Although the results fall just short of the specified noninferiority margin, the omission of bleomycin from the ABVD regimen after negative findings on interim PET resulted in a lower incidence of pulmonary toxic effects than with continued ABVD but not significantly lower efficacy….— Peter Johnson, MD, and colleagues
In a phase III trial reported in The New England Journal of Medicine, Peter Johnson, MD, of the Cancer Research UK Centre, University of Southampton, and colleagues found similar efficacy with continued ABVD (doxorubicin, bleomycin, vinblastine, dacarbazine) vs omission of bleomycin (AVD) after negative interim PET-CT (positron-emission tomography–computed tomography) in patients with advanced Hodgkin lymphoma.1
In the trial, 1,203 patients with newly diagnosed advanced classical Hodgkin lymphoma were enrolled from 138 sites in the UK, Italy, Australia, New Zealand, Norway, Sweden, and Denmark between August 2008 and December 2012. Patients underwent baseline PET-CT and received two cycles of ABVD, followed by an interim PET-CT scan. Images were centrally reviewed using a 5-point scale, with negative PET findings defined as a score of 1 to 3. Patients with negative findings after two cycles were randomized to continue ABVD or to receive AVD without bleomycin in cycles three to six. Patients with positive PET findings after two cycles received BEACOPP (bleomycin, etoposide, doxorubicin, cyclophosphamide, vincristine, procarbazine, and prednisone). Radiotherapy was not recommended for patients with negative interim scans. The primary outcome measure was the difference in 3-year progression-free survival rate between the ABVD and AVD groups, using a noninferiority comparison to exclude a difference of ≥ 5 percentage points.
Overall, patients had a median age of 33 years (range = 18–79 years); 54.5% were male; 41.6% had stage II, 30.2% stage III, and 28.3% stage IV disease; 61.3% had B symptoms; and 32.1% had bulky disease.

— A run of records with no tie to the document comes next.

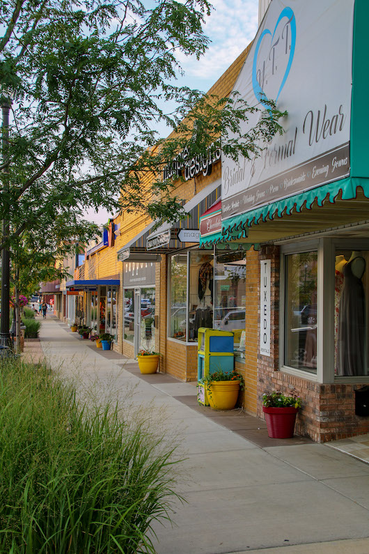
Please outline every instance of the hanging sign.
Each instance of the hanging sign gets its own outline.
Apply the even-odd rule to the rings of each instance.
[[[274,100],[287,112],[284,132],[260,144],[259,156],[222,155],[223,220],[350,175],[354,5],[271,2],[234,90],[267,116],[265,99]],[[250,114],[242,134],[260,118]]]
[[[171,242],[171,229],[167,229],[159,235],[150,235],[146,238],[146,249],[152,250],[161,246],[166,246]]]
[[[270,260],[260,261],[260,354],[270,356]]]
[[[181,229],[178,233],[178,240],[181,243],[199,243],[200,231],[196,229]]]

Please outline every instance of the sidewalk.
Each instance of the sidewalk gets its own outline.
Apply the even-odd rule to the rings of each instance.
[[[269,439],[264,422],[240,410],[198,406],[194,384],[141,378],[134,360],[97,350],[52,316],[40,339],[55,369],[79,367],[100,397],[150,403],[168,436],[182,438],[187,503],[173,528],[156,528],[159,554],[369,552],[369,464],[301,438]]]

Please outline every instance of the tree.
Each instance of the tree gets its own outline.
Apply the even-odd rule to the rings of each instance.
[[[73,268],[64,267],[60,262],[74,254],[75,238],[79,244],[86,244],[94,238],[100,229],[95,224],[81,221],[70,225],[59,217],[50,222],[47,233],[25,231],[22,237],[13,243],[12,247],[11,283],[14,288],[13,305],[16,322],[16,347],[19,348],[20,337],[21,307],[19,294],[29,298],[38,290],[41,282],[72,278]]]
[[[206,49],[207,0],[150,3],[1,3],[1,84],[15,91],[9,190],[0,194],[10,243],[26,229],[46,230],[58,217],[78,219],[86,207],[178,218],[173,181],[159,177],[164,166],[184,146],[190,154],[203,153],[259,109],[172,84],[181,71],[177,54],[198,58]],[[161,107],[169,102],[177,105],[171,115]],[[223,139],[222,148],[235,156],[255,153],[258,139],[280,130],[279,115],[261,116],[253,136],[238,144]],[[152,130],[160,120],[173,129],[180,124],[164,141]]]

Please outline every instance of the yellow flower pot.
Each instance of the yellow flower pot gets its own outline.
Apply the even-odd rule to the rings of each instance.
[[[237,403],[240,381],[212,381],[207,384],[207,399],[212,410],[233,410]]]
[[[137,360],[141,374],[156,374],[159,365],[159,354],[153,354],[152,356],[138,355]]]

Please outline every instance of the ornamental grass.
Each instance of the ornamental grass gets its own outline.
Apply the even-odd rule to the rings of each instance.
[[[24,317],[22,320],[26,326],[24,329],[25,339],[37,339],[41,327],[41,323],[35,318]]]
[[[0,370],[0,552],[154,553],[179,498],[173,447],[45,366]]]

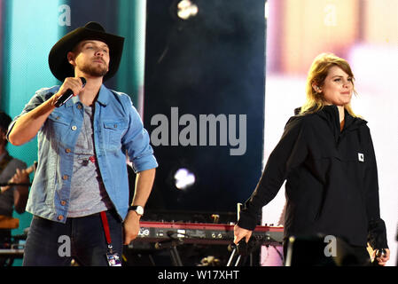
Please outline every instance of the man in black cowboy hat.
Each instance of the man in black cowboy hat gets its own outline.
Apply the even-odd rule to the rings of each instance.
[[[138,233],[158,164],[129,97],[103,84],[119,67],[123,41],[96,22],[66,35],[49,54],[62,85],[37,91],[10,125],[12,144],[38,139],[24,265],[68,265],[71,257],[111,265],[122,229],[124,244]],[[131,206],[126,154],[137,173]]]

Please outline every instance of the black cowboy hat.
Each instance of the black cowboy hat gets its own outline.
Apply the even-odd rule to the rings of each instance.
[[[106,34],[104,28],[98,22],[88,22],[84,27],[78,28],[64,36],[50,51],[50,70],[61,82],[66,77],[74,77],[73,66],[67,60],[67,52],[84,40],[98,40],[109,47],[111,61],[109,71],[104,76],[104,81],[114,75],[121,63],[123,51],[124,37]]]

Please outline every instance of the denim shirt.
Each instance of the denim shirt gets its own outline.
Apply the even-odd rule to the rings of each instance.
[[[59,89],[59,86],[54,86],[37,91],[10,124],[9,133],[20,116],[49,99]],[[65,105],[55,108],[38,131],[38,166],[27,211],[53,221],[66,221],[74,150],[82,120],[82,105],[78,96],[73,97]],[[130,98],[104,85],[95,102],[93,128],[102,181],[123,220],[129,194],[126,154],[136,173],[158,166],[149,135]]]

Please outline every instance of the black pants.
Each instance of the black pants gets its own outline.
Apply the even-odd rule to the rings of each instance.
[[[290,246],[289,241],[285,240],[284,241],[285,262],[289,257],[292,266],[369,266],[371,264],[371,256],[366,247],[352,246],[338,239],[337,252],[333,256],[324,253],[326,245],[324,239],[319,238],[297,238]],[[290,256],[288,256],[289,253]]]
[[[114,210],[106,212],[113,251],[121,256],[121,221]],[[107,266],[107,243],[99,213],[69,217],[66,224],[35,216],[25,246],[24,266]]]

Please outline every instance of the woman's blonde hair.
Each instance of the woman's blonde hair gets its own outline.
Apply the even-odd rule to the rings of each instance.
[[[307,100],[304,105],[301,106],[300,114],[308,114],[315,113],[321,110],[324,106],[324,101],[322,93],[316,92],[313,88],[313,83],[316,84],[319,87],[322,87],[324,79],[326,78],[329,69],[333,66],[337,66],[340,67],[344,72],[346,72],[350,77],[353,79],[354,85],[354,75],[351,71],[351,67],[348,62],[333,53],[321,53],[316,56],[314,61],[311,64],[311,67],[309,68],[308,75],[307,76],[306,83],[306,95]],[[356,95],[356,91],[354,89],[354,93]],[[344,108],[347,109],[348,114],[353,116],[359,116],[354,114],[351,104],[347,104],[344,106]]]

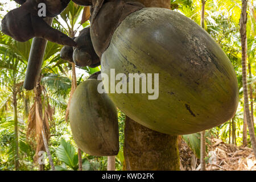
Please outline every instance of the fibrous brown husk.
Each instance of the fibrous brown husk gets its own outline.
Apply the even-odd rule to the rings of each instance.
[[[2,20],[1,31],[19,42],[39,37],[59,44],[76,46],[73,40],[35,15],[37,13],[35,5],[37,5],[35,2],[28,0],[20,7],[9,12]]]
[[[92,1],[90,35],[95,51],[100,57],[122,20],[143,7],[143,5],[135,0]]]
[[[256,160],[253,150],[247,147],[226,144],[213,138],[207,155],[207,171],[255,171]],[[179,145],[181,169],[200,170],[200,160],[195,158],[187,143]]]
[[[100,59],[95,52],[90,35],[90,27],[83,29],[75,39],[77,46],[73,53],[73,60],[79,67],[94,68],[100,65]]]

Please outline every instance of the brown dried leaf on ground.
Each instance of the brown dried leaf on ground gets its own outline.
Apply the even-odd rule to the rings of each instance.
[[[256,171],[256,160],[251,148],[226,144],[213,138],[207,156],[207,171]],[[179,145],[181,169],[195,170],[192,167],[193,154],[187,143],[182,140]],[[200,160],[196,159],[196,170],[200,169]]]

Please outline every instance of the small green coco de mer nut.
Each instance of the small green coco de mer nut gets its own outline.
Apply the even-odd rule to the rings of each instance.
[[[70,126],[75,141],[84,152],[114,156],[119,151],[117,112],[108,95],[97,92],[100,82],[89,78],[77,86],[70,105]]]

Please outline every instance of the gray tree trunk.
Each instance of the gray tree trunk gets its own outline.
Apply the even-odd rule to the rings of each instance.
[[[247,125],[250,134],[251,147],[253,148],[254,156],[256,156],[256,139],[254,134],[254,129],[253,122],[251,121],[250,116],[250,109],[249,106],[248,91],[247,89],[247,36],[246,36],[246,23],[247,23],[247,0],[242,0],[242,11],[240,18],[240,34],[242,46],[242,83],[244,97],[244,108],[245,109],[245,115],[246,116]]]
[[[108,157],[108,171],[115,171],[115,156],[109,156]]]

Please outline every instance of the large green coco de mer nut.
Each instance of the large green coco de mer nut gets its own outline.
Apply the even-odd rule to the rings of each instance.
[[[208,129],[232,118],[237,108],[237,80],[228,57],[196,23],[170,10],[144,8],[127,16],[102,54],[101,69],[109,77],[110,69],[127,77],[159,74],[157,100],[147,94],[109,94],[130,118],[159,132]]]
[[[98,93],[99,82],[88,79],[77,86],[70,105],[70,126],[75,141],[85,152],[116,155],[119,151],[117,110],[106,94]]]

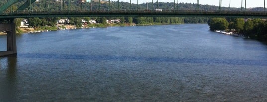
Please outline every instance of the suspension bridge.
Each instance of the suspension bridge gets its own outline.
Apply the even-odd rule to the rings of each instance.
[[[179,9],[178,0],[174,0],[171,4],[173,9],[155,11],[154,9],[149,9],[147,6],[146,9],[139,9],[139,0],[137,0],[137,9],[120,9],[119,0],[117,2],[117,8],[111,9],[110,0],[107,1],[107,8],[101,9],[101,1],[99,0],[99,9],[92,9],[92,2],[90,0],[85,1],[80,0],[81,5],[83,3],[88,2],[89,4],[87,9],[70,9],[69,3],[67,9],[63,9],[62,0],[61,0],[61,8],[58,10],[33,10],[32,5],[37,0],[9,0],[2,6],[0,7],[0,19],[7,21],[7,24],[0,24],[0,31],[5,31],[7,33],[7,51],[0,52],[0,56],[11,54],[15,54],[16,51],[16,43],[15,36],[15,26],[14,19],[15,18],[30,18],[30,17],[242,17],[242,18],[267,18],[267,13],[266,12],[265,0],[264,0],[263,10],[261,11],[251,11],[246,10],[247,0],[241,0],[241,9],[238,11],[223,10],[222,8],[222,0],[219,0],[219,8],[217,10],[203,10],[199,9],[199,0],[197,0],[196,9],[193,10],[182,10]],[[68,2],[71,2],[70,0],[67,0]],[[244,0],[244,1],[243,1]],[[15,10],[7,10],[12,5],[19,2],[24,1],[24,3]],[[153,0],[152,0],[153,4]],[[245,2],[243,7],[243,1]],[[97,2],[94,2],[94,3]],[[130,6],[132,6],[132,0],[129,0]],[[157,0],[155,3],[158,8],[159,2]],[[147,3],[147,6],[148,3]],[[230,6],[230,4],[229,4]],[[82,6],[81,6],[81,7]],[[130,7],[131,8],[131,7]],[[25,10],[25,9],[27,10]]]

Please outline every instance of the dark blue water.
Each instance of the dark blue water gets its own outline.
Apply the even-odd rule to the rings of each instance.
[[[5,39],[0,36],[0,51]],[[0,102],[267,101],[267,46],[206,24],[17,39],[17,57],[0,57]]]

After 2 cycles of ABVD, 1,119 patients underwent interim PET-CT, with negative PET findings found in 937 (83.7%). Of them, 470 continued ABVD and 465 received AVD; 172 patients with positive PET findings received BEACOPP. Consolidation radiotherapy was given to 2.6% of patients in the ABVD group and 4.3% in the AVD group. Median follow-up was 41 months.

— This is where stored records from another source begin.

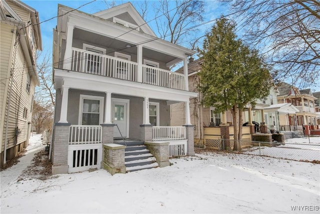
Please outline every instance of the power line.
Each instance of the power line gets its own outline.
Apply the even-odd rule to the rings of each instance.
[[[80,6],[80,7],[78,7],[78,8],[80,8],[80,7],[82,7],[84,6],[84,5],[88,5],[88,4],[90,4],[90,3],[91,3],[93,2],[94,2],[95,1],[96,1],[96,0],[94,0],[94,1],[90,2],[90,3],[87,3],[87,4],[86,4],[83,5],[82,6]],[[186,3],[184,3],[184,4],[186,4]],[[182,6],[182,5],[180,5],[180,6],[178,6],[178,7],[176,8],[175,9],[172,9],[172,10],[170,10],[170,11],[172,11],[173,10],[174,10],[174,9],[177,9],[177,8],[179,8],[179,7],[180,7],[180,6]],[[76,11],[76,10],[77,10],[77,9],[74,9],[74,10],[72,10],[72,11],[70,11],[70,12],[68,12],[67,13],[70,13],[70,12],[72,12],[72,11]],[[244,11],[244,10],[243,11]],[[234,15],[234,14],[236,14],[236,13],[239,13],[239,12],[234,12],[234,13],[231,13],[231,14],[228,14],[228,15],[226,15],[226,16],[224,16],[223,17],[224,17],[224,18],[225,18],[225,17],[228,17]],[[64,14],[64,15],[62,15],[58,16],[56,17],[58,17],[62,16],[64,16],[64,15],[66,14],[67,13],[66,13],[66,14]],[[146,23],[144,23],[144,24],[142,24],[142,25],[140,25],[140,26],[138,26],[138,27],[136,27],[136,29],[130,29],[130,31],[128,31],[127,32],[126,32],[126,33],[124,33],[124,34],[122,34],[122,35],[119,35],[119,36],[117,36],[116,37],[116,38],[112,38],[112,40],[116,39],[116,38],[118,38],[118,37],[120,37],[120,36],[123,36],[123,35],[125,35],[125,34],[128,34],[128,33],[129,32],[130,32],[132,31],[132,30],[135,30],[135,29],[136,29],[136,28],[138,28],[138,27],[140,27],[140,26],[142,26],[142,25],[145,25],[146,24],[147,24],[148,23],[148,22],[151,22],[151,21],[152,21],[154,20],[155,20],[155,19],[158,19],[158,18],[160,18],[160,17],[161,17],[162,16],[163,16],[164,15],[164,14],[162,14],[162,15],[159,16],[158,16],[158,17],[156,17],[156,18],[154,19],[153,20],[150,20],[150,21],[148,21],[148,22],[146,22]],[[53,18],[52,18],[51,19],[53,19]],[[178,34],[178,33],[181,33],[181,32],[186,32],[186,31],[189,31],[189,30],[192,30],[192,29],[198,28],[198,27],[200,27],[200,26],[201,26],[205,25],[208,24],[209,24],[209,23],[210,23],[214,22],[214,21],[216,21],[216,20],[218,20],[218,19],[220,19],[220,18],[216,18],[216,19],[213,19],[213,20],[210,20],[210,21],[207,21],[207,22],[204,22],[204,23],[200,23],[200,24],[198,24],[198,25],[195,25],[195,26],[192,26],[192,27],[190,27],[190,28],[186,28],[186,29],[184,29],[184,30],[182,30],[182,31],[180,31],[180,32],[176,32],[176,34]],[[43,23],[43,22],[45,22],[45,21],[44,21],[44,22],[42,22],[42,23]],[[163,36],[163,37],[168,37],[168,36],[170,36],[170,35],[171,35],[171,34],[168,34],[168,35],[164,35],[164,36]],[[204,36],[201,36],[201,37],[204,37]],[[122,50],[125,50],[125,49],[128,49],[128,48],[132,48],[132,47],[136,47],[136,46],[137,46],[140,45],[142,45],[142,44],[146,44],[146,43],[148,43],[148,42],[152,42],[152,41],[155,41],[155,40],[158,40],[158,39],[162,39],[162,37],[160,37],[160,38],[158,38],[158,37],[157,37],[157,38],[152,38],[152,39],[149,39],[149,40],[146,40],[146,41],[144,41],[138,43],[136,43],[136,44],[132,44],[132,45],[130,45],[130,47],[129,47],[129,48],[126,47],[124,47],[120,48],[118,48],[118,49],[113,49],[113,50],[110,50],[110,51],[108,51],[108,52],[106,52],[106,52],[103,53],[102,53],[102,54],[108,54],[108,53],[113,53],[113,52],[115,52],[115,51],[122,51]],[[86,51],[88,51],[88,50],[85,50],[85,51],[84,51],[84,52],[83,52],[83,53],[84,53],[84,52],[86,52]],[[66,64],[66,63],[72,63],[74,62],[78,62],[79,60],[82,60],[84,59],[86,59],[86,57],[82,57],[82,58],[78,58],[78,59],[76,59],[76,59],[72,59],[72,57],[70,57],[70,58],[67,58],[67,59],[66,59],[66,60],[70,60],[70,59],[71,59],[71,60],[70,60],[70,61],[68,61],[68,60],[67,60],[67,61],[64,61],[63,63],[62,63],[62,62],[58,62],[58,63],[52,63],[52,64],[48,64],[48,66],[44,66],[43,68],[48,68],[48,67],[49,67],[54,66],[54,65],[58,65],[61,64],[62,64],[62,63],[63,63],[63,64]],[[32,68],[32,67],[31,67],[31,66],[30,66],[30,67],[23,67],[23,68],[18,68],[18,68],[16,68],[15,69],[28,69],[28,68]],[[25,73],[21,74],[20,75],[24,75],[24,74],[26,74],[26,73],[29,73],[29,72],[28,72],[27,73]],[[4,79],[0,79],[0,81],[2,81],[2,80],[6,80],[6,79],[8,79],[8,78],[10,78],[10,77],[9,77],[9,78],[4,78]]]

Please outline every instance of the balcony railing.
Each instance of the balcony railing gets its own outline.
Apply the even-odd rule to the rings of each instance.
[[[138,71],[138,64],[136,62],[75,48],[72,48],[71,70],[166,88],[186,90],[186,77],[183,74],[145,65],[142,65],[142,71]],[[138,76],[142,77],[140,80],[138,80]]]
[[[304,111],[304,112],[316,113],[316,110],[314,108],[310,108],[308,106],[304,106],[304,111],[302,106],[295,106],[295,107],[296,108],[298,108],[299,111],[300,112]]]

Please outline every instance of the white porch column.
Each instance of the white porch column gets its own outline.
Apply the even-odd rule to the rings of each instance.
[[[252,125],[252,118],[251,117],[251,107],[248,108],[248,125]]]
[[[191,125],[191,119],[190,119],[190,106],[189,105],[190,101],[186,102],[186,125]]]
[[[186,91],[189,90],[189,81],[188,80],[188,59],[186,57],[184,59],[184,74],[185,77],[184,90]],[[189,117],[190,118],[190,117]]]
[[[72,61],[72,40],[74,37],[74,25],[68,24],[66,29],[66,52],[64,59],[64,69],[71,70]]]
[[[68,95],[69,87],[62,86],[62,102],[61,102],[61,112],[60,113],[60,120],[58,123],[68,123],[66,120],[67,112],[68,110]]]
[[[142,45],[138,45],[136,47],[137,49],[137,62],[138,63],[138,82],[141,83],[142,82]]]
[[[112,124],[111,122],[111,92],[106,92],[106,109],[104,110],[105,124]]]
[[[303,97],[301,98],[301,102],[302,103],[302,111],[306,112],[304,110],[304,100]]]
[[[149,98],[144,97],[144,125],[150,125],[150,119],[149,118]]]
[[[264,111],[263,109],[261,109],[261,122],[262,122],[262,124],[264,122]]]
[[[226,124],[228,123],[226,121],[226,111],[222,112],[222,124]]]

Three-year progression-free survival was 85.7% (95% confidence interval [CI] = 82.1%–88.6%) in the ABVD group vs 84.4% (95% CI = 80.7%–87.5%) in the AVD group (hazard ratio [HR] = 1.13, 95% CI = 0.81–1.57). The absolute difference in the 3-year progression-free survival was 1.6 percentage points, with a 95% confidence interval of −3.2% to 5.3%, which exceeded the noninferiority margin of 5%. Three-year overall survival was 97.2% (95% CI = 95.1%–98.4%) vs 97.6% (95% CI = 95.6%–98.7%; HR = 0.90, 95% CI = 0.47–1.74).

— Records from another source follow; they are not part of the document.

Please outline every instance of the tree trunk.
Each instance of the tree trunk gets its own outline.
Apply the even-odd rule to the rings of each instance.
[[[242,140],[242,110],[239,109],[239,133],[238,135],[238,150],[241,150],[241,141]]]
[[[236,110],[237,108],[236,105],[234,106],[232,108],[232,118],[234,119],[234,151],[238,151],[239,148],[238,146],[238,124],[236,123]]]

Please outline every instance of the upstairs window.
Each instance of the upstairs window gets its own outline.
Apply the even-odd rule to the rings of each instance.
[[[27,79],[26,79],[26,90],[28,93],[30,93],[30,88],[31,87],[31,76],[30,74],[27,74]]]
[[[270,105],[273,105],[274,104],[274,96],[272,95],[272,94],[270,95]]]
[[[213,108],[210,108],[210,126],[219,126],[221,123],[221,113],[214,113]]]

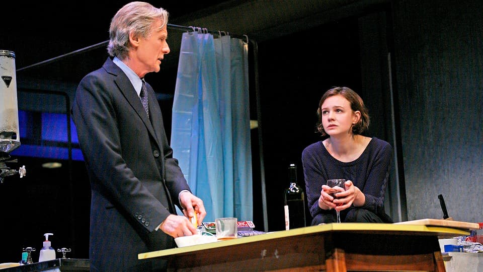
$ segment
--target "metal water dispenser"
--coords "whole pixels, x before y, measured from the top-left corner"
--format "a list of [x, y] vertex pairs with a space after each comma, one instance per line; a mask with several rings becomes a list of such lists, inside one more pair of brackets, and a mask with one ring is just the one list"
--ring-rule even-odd
[[19, 132], [19, 111], [17, 98], [17, 77], [15, 74], [15, 53], [0, 50], [0, 183], [8, 176], [25, 175], [25, 166], [19, 170], [11, 169], [8, 162], [10, 153], [20, 146]]

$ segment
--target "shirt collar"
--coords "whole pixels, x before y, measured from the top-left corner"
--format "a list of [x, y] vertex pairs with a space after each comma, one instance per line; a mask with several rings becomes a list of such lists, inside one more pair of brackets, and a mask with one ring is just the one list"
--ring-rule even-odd
[[121, 70], [122, 70], [122, 72], [124, 72], [124, 74], [127, 76], [127, 78], [129, 79], [129, 81], [131, 82], [131, 84], [132, 84], [132, 86], [134, 87], [134, 90], [136, 90], [137, 96], [140, 96], [141, 87], [142, 87], [142, 81], [141, 79], [139, 78], [137, 75], [136, 75], [134, 71], [132, 71], [131, 68], [129, 68], [129, 66], [126, 65], [125, 63], [118, 58], [117, 57], [115, 56], [114, 58], [112, 60], [112, 62], [120, 68]]

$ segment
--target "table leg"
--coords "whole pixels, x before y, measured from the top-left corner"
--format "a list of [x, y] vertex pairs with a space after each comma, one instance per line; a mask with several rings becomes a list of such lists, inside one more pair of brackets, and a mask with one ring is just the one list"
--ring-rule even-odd
[[444, 267], [444, 261], [443, 260], [443, 255], [441, 251], [435, 251], [434, 252], [434, 267], [436, 270], [438, 272], [445, 272], [446, 268]]
[[326, 259], [327, 272], [346, 272], [346, 253], [342, 249], [335, 248]]

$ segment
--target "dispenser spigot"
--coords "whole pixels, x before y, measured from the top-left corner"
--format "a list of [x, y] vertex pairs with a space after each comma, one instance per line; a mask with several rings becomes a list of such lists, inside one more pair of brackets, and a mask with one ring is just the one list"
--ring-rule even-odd
[[65, 259], [65, 253], [66, 253], [67, 252], [70, 252], [70, 248], [65, 248], [65, 247], [62, 247], [62, 248], [57, 248], [57, 252], [62, 252], [62, 259]]

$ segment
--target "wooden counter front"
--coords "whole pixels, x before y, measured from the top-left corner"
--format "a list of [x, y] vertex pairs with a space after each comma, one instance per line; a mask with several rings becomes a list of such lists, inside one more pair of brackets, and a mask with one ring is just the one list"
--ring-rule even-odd
[[142, 253], [171, 271], [445, 270], [439, 238], [469, 234], [446, 227], [379, 223], [314, 226]]

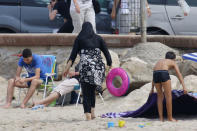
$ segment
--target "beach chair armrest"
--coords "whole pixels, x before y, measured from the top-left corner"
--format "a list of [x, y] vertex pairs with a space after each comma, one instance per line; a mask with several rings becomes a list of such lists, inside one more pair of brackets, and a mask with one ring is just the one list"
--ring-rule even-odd
[[45, 73], [45, 75], [48, 76], [54, 76], [56, 73]]

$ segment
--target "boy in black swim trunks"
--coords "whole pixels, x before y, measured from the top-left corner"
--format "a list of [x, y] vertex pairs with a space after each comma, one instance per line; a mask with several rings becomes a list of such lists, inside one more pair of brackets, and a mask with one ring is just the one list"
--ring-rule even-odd
[[174, 54], [174, 52], [167, 52], [165, 59], [159, 60], [153, 69], [154, 71], [153, 71], [153, 82], [152, 82], [151, 93], [154, 92], [154, 86], [155, 86], [157, 90], [158, 113], [159, 113], [159, 118], [161, 121], [163, 121], [164, 95], [166, 99], [168, 121], [176, 121], [172, 117], [172, 93], [171, 93], [171, 80], [170, 80], [170, 76], [168, 73], [169, 69], [175, 69], [176, 74], [179, 78], [179, 81], [183, 86], [183, 91], [184, 93], [187, 93], [185, 84], [183, 81], [183, 77], [179, 71], [177, 64], [175, 63], [175, 59], [176, 59], [176, 55]]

In subgroup analysis, there was no significant difference between groups in 3-year progression-free survival according to age, sex, disease stage, international prognostic score, presence or absence of bulky disease, or PET score; the hazard ratio favored the ABVD group in patients without B symptoms.
Outcome With BEACOPP
Among the 172 patients receiving BEACOPP, 74.4% had negative third PET-CT scans; 3-year progression-free survival was 67.5%, and 3-year overall survival was 87.8%. There was no significant difference in outcomes between the 94 patients receiving BEACOPP-14 and the 78 patients receiving escalated BEACOPP. Adverse events were generally similar between these treatments, except for more frequent thrombocytopenia and febrile neutropenia in those receiving escalated BEACOPP.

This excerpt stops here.